Ukraine as a Literary Legacy in Gogol''s Ukrainian Stories

Suk-Young Kim, University of Illinois, Chicago

Some recent Gogol' scholars have paid much attention to Gogol''s Ukrainian profile. The canonical categorization of Gogol' as a "great Russian writer" is being challenged, thanks to the works of scholars, such as Grabowitz, Krutikova, Karpuk, Holquist, and Sawczak. Despite various approaches, these scholars illuminated the significance of Ukrainian language, literature and culture, which directly or indirectly interacted with Gogol''s own writing. However, their analysis paid much attention to the factors beyond Gogol''s stories, such as biography, Gogol''s mythological consciousness embedded in folklore, literary significance of Ukrainian language, and the historical relationship between Ukraine and Russia of Gogol''s time. As a result, a close analysis of Gogol''s prose and the Ukrainian literary legacy in tandem has not been fully realized.

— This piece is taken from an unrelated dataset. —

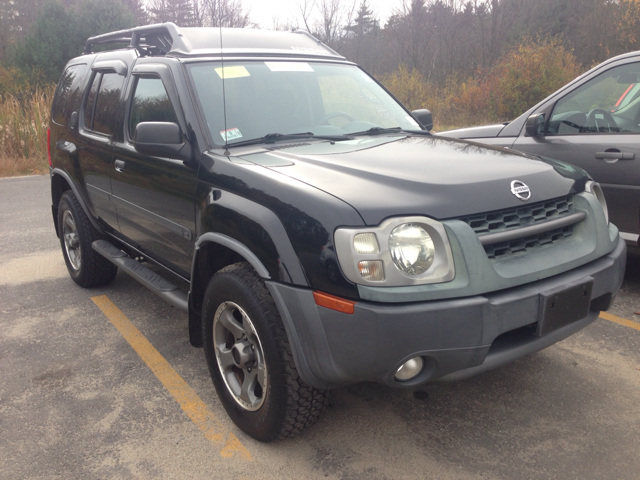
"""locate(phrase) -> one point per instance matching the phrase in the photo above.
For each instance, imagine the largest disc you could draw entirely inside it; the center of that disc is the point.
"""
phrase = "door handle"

This paper attempts to indicate the interconnection between Gogol''s "Ukrainian Stories" (the Dikanka and the Mirgorod cycles) and various genres of Ukrainian literature (such as Cossack dumy, kobzar, koljadki, shchedryvki and religio-ethical legends and folktales) with specific examples. I will compare Gogol''s stories with various Ukrainian genres; "Terrible Vengeance" and Taras Bul'ba with Cossack dumy and badura songs, "Christmas Eve" with koljadki and shchedryvki, "A Bedeviled Place," "A Lost Letter" and "Vij" with peasant folktales, "A May Night or a Drowned Maiden" with religio-ethical legends. I hope to complement what the current Gogol' scholarship has overlooked, namely illuminating the mutual influence of Ukrainian literary legacy on Gogol', and Gogol''s reshaping the Ukrainian literary tradition itself.